Barrett currently serves as a judge on the United States Court of Appeals for the Seventh Circuit, and earlier in her career was a law clerk and protégé to Antonin Scalia, one of the most steadfast opponents of LGBTQ rights.

Coney Barrett has demonstrated hostility toward LGBTQ rights in her words and rulings. She defended the Supreme Court’s dissenters on the landmark marriage equality case of Obergefell v. Hodges, questioning the role of the court in deciding the case. She said Title IX protections do not extend to transgender Americans, claiming it’s a “strain on the text” to reach that interpretation. She misgendered transgender people, referring to a transgender women as “physiological males,” while casting doubt on transgender rights. Coney Barrett has also consistently demonstrated opposition to reproductive rights, calling Roe v.

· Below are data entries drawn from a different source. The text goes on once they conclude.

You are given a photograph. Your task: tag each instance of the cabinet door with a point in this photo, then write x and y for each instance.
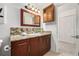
(34, 46)
(19, 48)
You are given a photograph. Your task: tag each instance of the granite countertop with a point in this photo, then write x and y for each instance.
(20, 37)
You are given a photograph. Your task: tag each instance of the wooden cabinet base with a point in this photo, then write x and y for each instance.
(36, 46)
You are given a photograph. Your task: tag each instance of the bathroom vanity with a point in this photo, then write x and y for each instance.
(31, 45)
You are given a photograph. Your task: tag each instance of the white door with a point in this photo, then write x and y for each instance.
(67, 31)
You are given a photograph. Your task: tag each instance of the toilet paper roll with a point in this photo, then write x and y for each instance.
(7, 48)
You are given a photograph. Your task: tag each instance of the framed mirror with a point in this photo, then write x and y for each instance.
(29, 19)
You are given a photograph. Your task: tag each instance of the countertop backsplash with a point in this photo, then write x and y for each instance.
(18, 30)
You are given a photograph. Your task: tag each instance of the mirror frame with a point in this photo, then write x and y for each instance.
(21, 19)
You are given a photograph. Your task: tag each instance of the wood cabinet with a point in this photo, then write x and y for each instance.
(37, 19)
(20, 48)
(49, 13)
(36, 46)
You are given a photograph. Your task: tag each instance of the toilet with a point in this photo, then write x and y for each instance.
(1, 42)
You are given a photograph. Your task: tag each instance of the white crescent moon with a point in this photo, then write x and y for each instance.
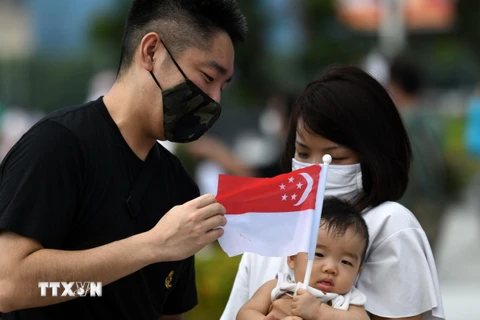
(308, 189)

Wade an “erroneous decision.” She also refused to rehear a racial segregation case, raising significant concerns about her approach to Civil Rights law.

She has criticized the ruling which upheld the Affordable Care Act—which has helped millions attain quality, affordable healthcare—and expressed opinions that suggest she would strike down the law. Days after the election, the Supreme Court is scheduled to hear an argument in a case that could undermine this transformative piece of legislation, and with it the healthcare security of tens of millions of people, including a disproportionate number of LGBTQ people.

The day after Election Day, the Court will hear Fulton v. City of Philadelphia, which considers whether governments must allow taxpayer-funded organizations to discriminate against LGBTQ people when providing critical services. A ruling hostile to equality in this case could have staggering consequences for American social safety net programs including services for veterans, people experiencing homelessness, runaway youth, refugees, and those needing emergency shelters and services.

Her hostility towards many of society’s most marginalized, victimized and vulnerable groups raises serious concerns about her ability to be impartial and fairly consider the rights of all who come before the Court, including LGBTQ people; therefore, the Human Rights Campaign opposes her nomination in the strongest terms and will work steadfastly against it. Today, HRC is launching a “We Dissent" campaign, with an ask to members and supporters to sign a pledge to "dissent" to this process and to Coney Barrett.